Uranium and gold stocks recorded gains and Utilities were the weakest due to Origin Energy’s ((ORG)) revised FY25 guidance with US business Octopus Energy expected to report a loss of -$100m versus previous guidance of $100m profit.
What happened overnight: Extract from NAB Markets Today Research
Unsurprisingly, given the US and UK enjoyed a Monday holiday, we have had a quiet start to the new week. Of note, President Trump’s decision to backtrack on his threat to impose higher trade tariffs on Europe, instead agreeing to a new deadline, supported equity markets with the Euro Stoxx600 index up 1%, fully reversing Friday’s decline.
In what has become a recurring pattern, after threatening to impose higher tariffs on the EU (50%) on Friday, noting the region was too difficult to deal with, early yesterday following a telephone conversation with EC President Von der Leyen, President Trump backed down on the tariff threat and agreed to extend the negotiation deadline to 9 July.
The news has been supportive for EU and US equities.
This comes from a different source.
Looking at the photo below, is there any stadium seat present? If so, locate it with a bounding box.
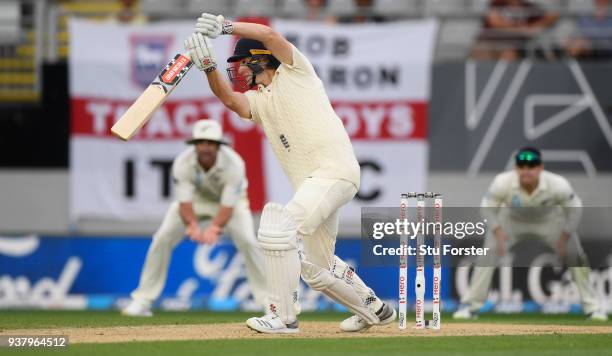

Continental European equity markets closed in the green with the Eurostoxx600 index up 0.99%, effectively reversing Friday’s losses.
The US cash market was closed on Monday, but US equity futures are higher with the S&P futures 1.27% and the NASDAQ futures up 1.097%.
Of note China’s CSI 300 and the Hang Seng closed lower on Monday, down -0.57% and -1.35% respectively.
EV stock were sold heavily following news BYD (China’s leading EV manufacturer) announcement to slash prices of up to -34% on 22 of its electric and plug-in hybrid models.
China doesn’t sell EVs in America so this is not a direct response to the US China trade war but does illustrate the deflationary winds blowing from China.
Moving onto FX, early yesterday, news that President Trump had retracted his EU tariff threat and agreed to a later deadline triggered a broad USD sell off with the euro briefly moving above 1.14, while GBP almost touched 1.36.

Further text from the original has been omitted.